Happily no government bailout is required to encourage a robust venture investment industry. There is a role for the Federal government to play with one or two changes to its tax code. Several years ago former Colorado Senator Gary Hart proposed the creation of a special class of stock he called "enterprise" or "e-stock." His idea was that stock used to fund a start-up company or to fund new US based plants would be exempt from capital gains taxes the first time they were sold. The idea was to encourage risk taking by increasing the potential rewards. There was no cost to the treasury because these new companies would be creating tax paying jobs that might not otherwise exist and if they were successful in the long-run they would be corporate tax payers. And of course subsequent owners of the stock would pay capital gains taxes.
I believe Sen. Hart's idea is the seed of an idea that could create a new era in venture investing. There is one significant change I would advocate: instead of being tax exempt on its first resale the stock would carry a one-time-only tax exemption that could be sold with the stock should the seller choose to do so. The problem with a one-time sale is that the buyer will want the price reduced to reflect the tax savings the seller will enjoy. In other words, the buyer will want to share in the tax savings. However, it is the initial investor who took the biggest risk and it is the initial investment that most needs to be encouraged.

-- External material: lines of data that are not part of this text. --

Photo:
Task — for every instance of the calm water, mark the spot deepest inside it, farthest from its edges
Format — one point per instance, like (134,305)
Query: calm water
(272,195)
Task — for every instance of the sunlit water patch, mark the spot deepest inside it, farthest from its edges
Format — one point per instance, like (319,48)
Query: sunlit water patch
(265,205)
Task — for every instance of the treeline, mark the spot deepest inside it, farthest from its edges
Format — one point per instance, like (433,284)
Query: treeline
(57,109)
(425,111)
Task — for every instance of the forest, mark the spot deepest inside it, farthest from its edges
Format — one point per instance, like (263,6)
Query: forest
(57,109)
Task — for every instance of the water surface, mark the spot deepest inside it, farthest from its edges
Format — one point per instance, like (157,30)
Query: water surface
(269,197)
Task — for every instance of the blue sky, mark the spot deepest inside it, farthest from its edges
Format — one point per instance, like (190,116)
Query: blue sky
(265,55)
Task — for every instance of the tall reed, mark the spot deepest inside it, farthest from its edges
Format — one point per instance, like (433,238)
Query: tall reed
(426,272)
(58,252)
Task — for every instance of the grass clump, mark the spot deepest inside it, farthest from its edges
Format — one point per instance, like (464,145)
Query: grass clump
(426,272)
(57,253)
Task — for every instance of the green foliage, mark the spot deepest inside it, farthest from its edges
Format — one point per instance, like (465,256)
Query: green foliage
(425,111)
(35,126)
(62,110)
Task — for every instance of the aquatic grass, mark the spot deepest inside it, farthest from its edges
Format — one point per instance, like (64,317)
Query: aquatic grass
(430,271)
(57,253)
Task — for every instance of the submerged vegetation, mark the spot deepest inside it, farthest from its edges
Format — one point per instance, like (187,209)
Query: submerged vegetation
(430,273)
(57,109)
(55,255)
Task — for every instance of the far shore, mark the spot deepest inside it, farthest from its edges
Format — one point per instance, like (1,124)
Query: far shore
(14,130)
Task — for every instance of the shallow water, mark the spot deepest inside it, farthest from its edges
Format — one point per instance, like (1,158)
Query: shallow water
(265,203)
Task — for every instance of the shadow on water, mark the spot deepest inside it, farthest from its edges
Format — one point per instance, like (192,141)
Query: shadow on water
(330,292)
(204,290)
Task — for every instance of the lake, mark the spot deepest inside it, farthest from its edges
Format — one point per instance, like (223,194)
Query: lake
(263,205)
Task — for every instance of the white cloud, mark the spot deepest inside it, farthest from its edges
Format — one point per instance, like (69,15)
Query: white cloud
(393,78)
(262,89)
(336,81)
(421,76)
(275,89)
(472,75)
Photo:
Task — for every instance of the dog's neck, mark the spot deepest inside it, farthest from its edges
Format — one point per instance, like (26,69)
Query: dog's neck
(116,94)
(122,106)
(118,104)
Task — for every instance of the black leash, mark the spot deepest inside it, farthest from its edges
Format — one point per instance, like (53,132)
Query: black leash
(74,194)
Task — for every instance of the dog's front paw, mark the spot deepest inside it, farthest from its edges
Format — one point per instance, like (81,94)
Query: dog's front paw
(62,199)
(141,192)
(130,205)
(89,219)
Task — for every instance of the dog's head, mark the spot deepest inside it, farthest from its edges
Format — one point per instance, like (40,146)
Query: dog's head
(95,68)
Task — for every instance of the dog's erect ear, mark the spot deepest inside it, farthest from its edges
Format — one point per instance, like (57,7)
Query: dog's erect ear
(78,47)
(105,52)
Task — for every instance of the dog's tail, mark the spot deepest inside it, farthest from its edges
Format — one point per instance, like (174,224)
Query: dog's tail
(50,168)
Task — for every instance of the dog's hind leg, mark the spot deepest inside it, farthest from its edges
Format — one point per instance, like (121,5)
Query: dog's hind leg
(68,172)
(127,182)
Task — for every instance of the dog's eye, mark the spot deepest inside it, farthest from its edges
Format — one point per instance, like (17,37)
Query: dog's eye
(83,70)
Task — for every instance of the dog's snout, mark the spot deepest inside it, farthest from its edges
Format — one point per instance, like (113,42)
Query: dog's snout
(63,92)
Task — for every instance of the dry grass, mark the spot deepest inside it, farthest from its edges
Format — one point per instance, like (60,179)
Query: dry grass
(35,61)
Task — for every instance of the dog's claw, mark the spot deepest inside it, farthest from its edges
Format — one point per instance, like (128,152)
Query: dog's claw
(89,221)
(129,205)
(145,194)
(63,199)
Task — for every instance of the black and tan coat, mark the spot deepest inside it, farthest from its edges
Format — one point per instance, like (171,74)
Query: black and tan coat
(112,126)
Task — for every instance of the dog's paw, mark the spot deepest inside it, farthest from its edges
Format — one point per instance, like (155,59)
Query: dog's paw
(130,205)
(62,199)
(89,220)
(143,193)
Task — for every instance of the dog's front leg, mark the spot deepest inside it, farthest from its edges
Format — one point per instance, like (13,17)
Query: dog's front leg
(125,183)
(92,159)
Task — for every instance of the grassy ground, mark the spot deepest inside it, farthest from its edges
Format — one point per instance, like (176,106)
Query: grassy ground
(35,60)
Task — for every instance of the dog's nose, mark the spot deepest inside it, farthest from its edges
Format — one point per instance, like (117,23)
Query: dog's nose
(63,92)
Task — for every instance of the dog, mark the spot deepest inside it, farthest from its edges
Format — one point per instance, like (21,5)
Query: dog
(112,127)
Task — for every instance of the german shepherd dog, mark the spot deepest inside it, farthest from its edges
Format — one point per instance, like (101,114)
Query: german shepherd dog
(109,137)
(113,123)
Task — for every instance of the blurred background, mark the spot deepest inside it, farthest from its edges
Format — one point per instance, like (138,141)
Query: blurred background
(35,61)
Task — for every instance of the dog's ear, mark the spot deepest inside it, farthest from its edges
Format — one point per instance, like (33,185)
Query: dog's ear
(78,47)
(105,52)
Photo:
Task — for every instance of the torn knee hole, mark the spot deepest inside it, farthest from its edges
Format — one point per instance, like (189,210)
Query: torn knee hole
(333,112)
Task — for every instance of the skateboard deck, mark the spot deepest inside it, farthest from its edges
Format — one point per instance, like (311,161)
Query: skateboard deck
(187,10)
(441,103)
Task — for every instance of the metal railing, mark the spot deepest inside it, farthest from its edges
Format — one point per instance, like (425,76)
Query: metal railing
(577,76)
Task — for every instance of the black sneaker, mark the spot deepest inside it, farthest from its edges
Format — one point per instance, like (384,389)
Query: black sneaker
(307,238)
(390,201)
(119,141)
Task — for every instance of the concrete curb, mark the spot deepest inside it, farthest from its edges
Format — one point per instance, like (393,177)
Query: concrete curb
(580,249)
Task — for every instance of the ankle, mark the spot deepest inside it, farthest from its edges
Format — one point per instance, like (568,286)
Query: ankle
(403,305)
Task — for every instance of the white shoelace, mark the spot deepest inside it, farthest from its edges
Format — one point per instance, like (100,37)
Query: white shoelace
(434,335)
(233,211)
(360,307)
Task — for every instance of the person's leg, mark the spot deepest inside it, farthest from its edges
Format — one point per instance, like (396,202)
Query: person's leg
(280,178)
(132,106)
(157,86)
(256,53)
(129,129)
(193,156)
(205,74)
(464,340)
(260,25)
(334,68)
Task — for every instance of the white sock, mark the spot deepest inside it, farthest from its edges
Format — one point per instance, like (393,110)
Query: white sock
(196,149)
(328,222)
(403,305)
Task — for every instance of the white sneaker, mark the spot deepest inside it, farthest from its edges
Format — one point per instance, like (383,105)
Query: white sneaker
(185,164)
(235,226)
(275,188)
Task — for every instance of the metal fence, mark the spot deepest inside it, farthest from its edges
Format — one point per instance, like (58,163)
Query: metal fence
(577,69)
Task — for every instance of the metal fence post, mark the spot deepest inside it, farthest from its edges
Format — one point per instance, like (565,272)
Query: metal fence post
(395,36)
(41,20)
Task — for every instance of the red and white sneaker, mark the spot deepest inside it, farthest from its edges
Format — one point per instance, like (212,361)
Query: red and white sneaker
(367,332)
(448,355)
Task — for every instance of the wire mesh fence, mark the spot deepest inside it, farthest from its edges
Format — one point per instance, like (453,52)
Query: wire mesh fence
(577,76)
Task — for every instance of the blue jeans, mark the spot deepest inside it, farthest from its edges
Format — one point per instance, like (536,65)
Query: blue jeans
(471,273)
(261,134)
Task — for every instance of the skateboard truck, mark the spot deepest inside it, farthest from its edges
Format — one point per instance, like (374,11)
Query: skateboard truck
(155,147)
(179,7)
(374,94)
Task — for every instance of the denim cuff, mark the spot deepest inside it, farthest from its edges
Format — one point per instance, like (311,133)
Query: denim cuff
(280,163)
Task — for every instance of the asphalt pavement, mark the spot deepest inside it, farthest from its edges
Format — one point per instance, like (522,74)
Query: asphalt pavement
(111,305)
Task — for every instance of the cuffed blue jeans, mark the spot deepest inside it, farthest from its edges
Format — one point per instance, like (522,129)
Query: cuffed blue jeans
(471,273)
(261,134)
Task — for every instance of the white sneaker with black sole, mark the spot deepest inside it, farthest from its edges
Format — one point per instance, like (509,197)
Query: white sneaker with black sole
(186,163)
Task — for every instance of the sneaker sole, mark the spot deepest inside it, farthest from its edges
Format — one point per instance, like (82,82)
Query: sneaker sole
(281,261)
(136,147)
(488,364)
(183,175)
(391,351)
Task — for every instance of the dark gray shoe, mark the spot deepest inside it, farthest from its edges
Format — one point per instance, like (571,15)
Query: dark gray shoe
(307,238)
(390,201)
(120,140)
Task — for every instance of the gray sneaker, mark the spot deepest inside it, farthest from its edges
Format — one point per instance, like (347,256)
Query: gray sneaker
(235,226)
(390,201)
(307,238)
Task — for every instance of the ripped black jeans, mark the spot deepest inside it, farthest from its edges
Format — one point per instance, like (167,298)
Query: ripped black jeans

By allowing the seller of E-stock to essentially sell the tax exemption you have created a market for the exemption. If the buyer is a private equity firm the buyer obviously expects to resell the company at a later date for a substantial profit. Therefore, the tax exemption will be worth more to the buyer than the initial seller and the seller can demand a premium for the exemption. If the buyer is a corporation the exemption will almost certainly be worth more to the buyer than the seller and may again command a premium. What if the buyer is the public through an IPO? Again the public buyers of the stock anticipate the stock will significantly increase in value and would especially treasure a tax break on resale.
Angel investors are another consideration. These generally represent either the so-called "friends and family" funding source, or professional angel investors who make relatively small investment of $25,000 to $100,000. Even in the best investment environment angels play a vital role. Many times the would-be entrepreneurs cannot even get to the PowerPoint stage without a year off from regular employment to develop a viable business plan. Angels are going to play a critical role in the future and the tax exempt status of their stock would be a strong encouragement.
There are questions to be thought through. Would E-stock be exempt from the inheritance tax as well as the capital gains tax? How long would an owner be required to hold the stock before allowing a sale that was tax exempt? Startups are typically funded in multiple rounds as cash needs grow. How may rounds of E-stock could a start up issue? Sen. Hart's proposal went beyond startup companies. He included stock used to create US based plants as a way to create US jobs. It would seem at a time many companies in the US are struggling with outmoded noncompetitive plants in a capital constrained economy providing an incentive for investors to take a US based risk to retool American industry would also make sense. It isn't often that a tax exemption can actually create more tax revenue than it costs but done right the Enterprise Stock concept can do just that.
President Obama tells us our nation may be looking down the barrel of trillion dollar deficits for years. Enterprise stock represents an opportunity to cut that deficit by generating tax paying jobs on US soil and by stoking the entrepreneurial innovation engines needed to keep the US as the number one economy in the world.
Roman Kikta is the Managing Partner of Mobility Ventures, a Texas based Venture Capital firm.